Il giorno dopo la sua esperienza con l'Lsd Foucault venne avvicinato da uno studente che gli disse: «Il suo modo di pensare rende possibili cose come il Movimento di Liberazione Gay». Foucault si schermì, rispondendo in modo dotto e professorale. Ma lo studente aveva ragione. Il filosofo aveva appena esposto i contenuti di un suo lavoro che avrebbe visto la luce l'anno seguente, il primo volume della Storia della sessualità. Foucault aveva appena spiegato agli studenti di Berkeley che “il potere” non solo reprime la sessualità, ma anche la norma. Stabilisce cosa è lecito e cosa non lo è, quali comportamenti, atteggiamenti, inclinazioni sono buone e quali non lo sono.
La ribellione al potere, dunque, non consiste solamente nel liberare la sessualità, ma anche nello scardinare le norme che il potere ha imposto. Il potere ha stabilito, ad esempio, che l'omosessualità è un’anomalia, una patologia; la ribellione al potere necessita di un rifiuto di questa categorizzazione.

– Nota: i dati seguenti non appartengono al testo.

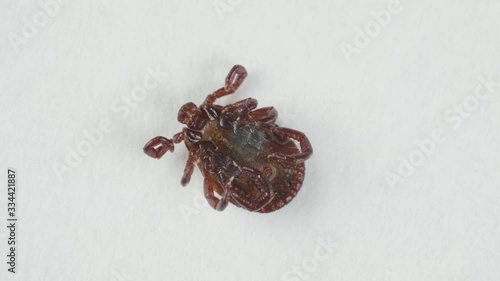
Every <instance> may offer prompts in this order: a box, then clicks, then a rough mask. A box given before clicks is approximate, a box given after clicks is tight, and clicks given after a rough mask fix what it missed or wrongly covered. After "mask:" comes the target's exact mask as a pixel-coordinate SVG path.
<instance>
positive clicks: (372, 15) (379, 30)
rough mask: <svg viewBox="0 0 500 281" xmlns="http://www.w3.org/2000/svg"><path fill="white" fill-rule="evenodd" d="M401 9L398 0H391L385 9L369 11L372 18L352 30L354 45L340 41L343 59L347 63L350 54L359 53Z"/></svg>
mask: <svg viewBox="0 0 500 281" xmlns="http://www.w3.org/2000/svg"><path fill="white" fill-rule="evenodd" d="M401 11H403V7H402V6H401V3H399V1H398V0H391V1H390V2H389V3H387V9H386V10H381V11H378V12H375V11H371V12H370V14H371V15H372V17H373V18H374V20H371V21H369V22H368V23H367V24H366V25H365V27H364V30H361V29H360V28H358V27H356V28H355V29H354V30H355V31H356V35H354V46H353V45H351V44H349V43H346V42H342V43H340V50H341V51H342V54H344V57H345V59H346V60H347V62H348V63H350V62H351V61H352V55H354V54H359V53H361V50H362V49H364V48H366V47H368V45H370V43H371V42H372V39H373V38H375V37H377V36H378V35H379V34H380V32H381V31H382V28H385V27H387V26H388V25H389V24H390V23H391V21H392V16H393V15H397V14H399V13H401Z"/></svg>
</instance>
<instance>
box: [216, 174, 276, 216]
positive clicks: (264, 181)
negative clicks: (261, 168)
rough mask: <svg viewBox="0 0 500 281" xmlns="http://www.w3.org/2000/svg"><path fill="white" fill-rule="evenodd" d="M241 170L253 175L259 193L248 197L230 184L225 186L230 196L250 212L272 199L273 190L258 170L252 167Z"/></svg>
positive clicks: (263, 205) (267, 202)
mask: <svg viewBox="0 0 500 281" xmlns="http://www.w3.org/2000/svg"><path fill="white" fill-rule="evenodd" d="M242 170H243V173H244V174H245V173H246V174H251V175H253V176H254V178H255V183H256V184H257V187H258V188H259V189H260V194H259V195H258V196H257V198H249V197H248V195H247V194H244V193H242V192H241V191H240V189H237V188H232V186H227V188H226V190H227V189H229V190H230V191H231V192H230V196H231V198H232V199H233V200H234V201H236V203H238V204H240V206H241V207H243V208H245V209H247V210H249V211H251V212H255V211H258V210H260V209H261V208H263V207H264V206H266V205H267V204H269V202H271V201H272V200H273V199H274V192H273V191H272V190H271V188H270V186H269V183H268V181H267V180H266V179H265V177H264V175H262V173H261V172H260V171H258V170H255V169H252V168H243V169H242ZM240 177H241V175H240Z"/></svg>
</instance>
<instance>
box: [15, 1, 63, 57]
mask: <svg viewBox="0 0 500 281" xmlns="http://www.w3.org/2000/svg"><path fill="white" fill-rule="evenodd" d="M68 3H69V0H39V1H38V6H39V8H40V9H39V10H38V11H37V12H35V13H34V14H33V15H32V16H31V17H29V18H28V17H26V16H24V17H23V27H22V28H21V31H20V32H19V33H15V32H10V33H9V35H8V37H9V41H10V44H11V46H12V48H13V49H14V51H15V52H16V53H19V47H20V46H21V45H25V44H27V43H28V42H29V40H30V39H32V38H34V37H35V36H36V35H38V33H39V32H40V30H41V29H42V28H44V27H45V26H46V25H47V24H48V23H49V22H50V20H51V19H52V18H54V17H56V16H57V14H58V13H59V11H60V10H61V6H63V5H66V4H68Z"/></svg>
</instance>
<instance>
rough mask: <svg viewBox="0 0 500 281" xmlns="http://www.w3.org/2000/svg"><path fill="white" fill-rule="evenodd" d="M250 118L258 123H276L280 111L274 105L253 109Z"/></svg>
mask: <svg viewBox="0 0 500 281" xmlns="http://www.w3.org/2000/svg"><path fill="white" fill-rule="evenodd" d="M248 119H249V120H251V121H254V122H257V123H274V122H276V120H277V119H278V111H277V110H276V109H275V108H274V107H272V106H268V107H263V108H259V109H257V110H254V111H251V112H250V113H249V114H248Z"/></svg>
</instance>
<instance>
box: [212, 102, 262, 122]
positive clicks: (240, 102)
mask: <svg viewBox="0 0 500 281" xmlns="http://www.w3.org/2000/svg"><path fill="white" fill-rule="evenodd" d="M256 107H257V100H256V99H252V98H248V99H244V100H240V101H237V102H235V103H233V104H229V105H226V106H224V108H223V109H222V111H221V114H220V124H221V126H222V127H224V128H228V127H231V126H232V125H231V124H232V122H234V121H236V120H238V119H246V118H247V116H248V114H249V113H250V112H251V111H252V110H253V109H255V108H256Z"/></svg>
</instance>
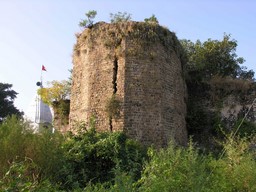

Il pensiero di Foucault fu davvero lo strumento che permise al «Movimento di Liberazione Gay» di fare quei progressi che oggi vediamo e diamo per acquisiti.
Michel Foucault non è all'origine solamente dell'ideologia gender e di quella omosessualista. Da sempre militante comunista, Foucault si accorse tra i primi che la via dell'insurrezione armata, intrapresa dai movimenti comunisti radicali, era un vicolo cieco. Il 1978, in Francia come in Italia, fu l'anno della svolta: la Rivoluzione, per definizione sempre in movimento, doveva cercare altre strade. Fu proprio in quell'anno che Foucault, nel corso delle sue lezioni al Collège de France, invitò ripetutamente i suoi “uditori” a leggere i lavori dei libertari Ludwig von Mises e Frederick Hayek. Si tratta di un ritorno, per Foucault, ai suoi maestri, de Sade in particolare: all'illuminismo, all'empirismo, al liberalismo. Le origini del rifiuto della metafisica che ebbe il suo compimento in Nietzsche. L'assenza di ogni legge morale e religiosa.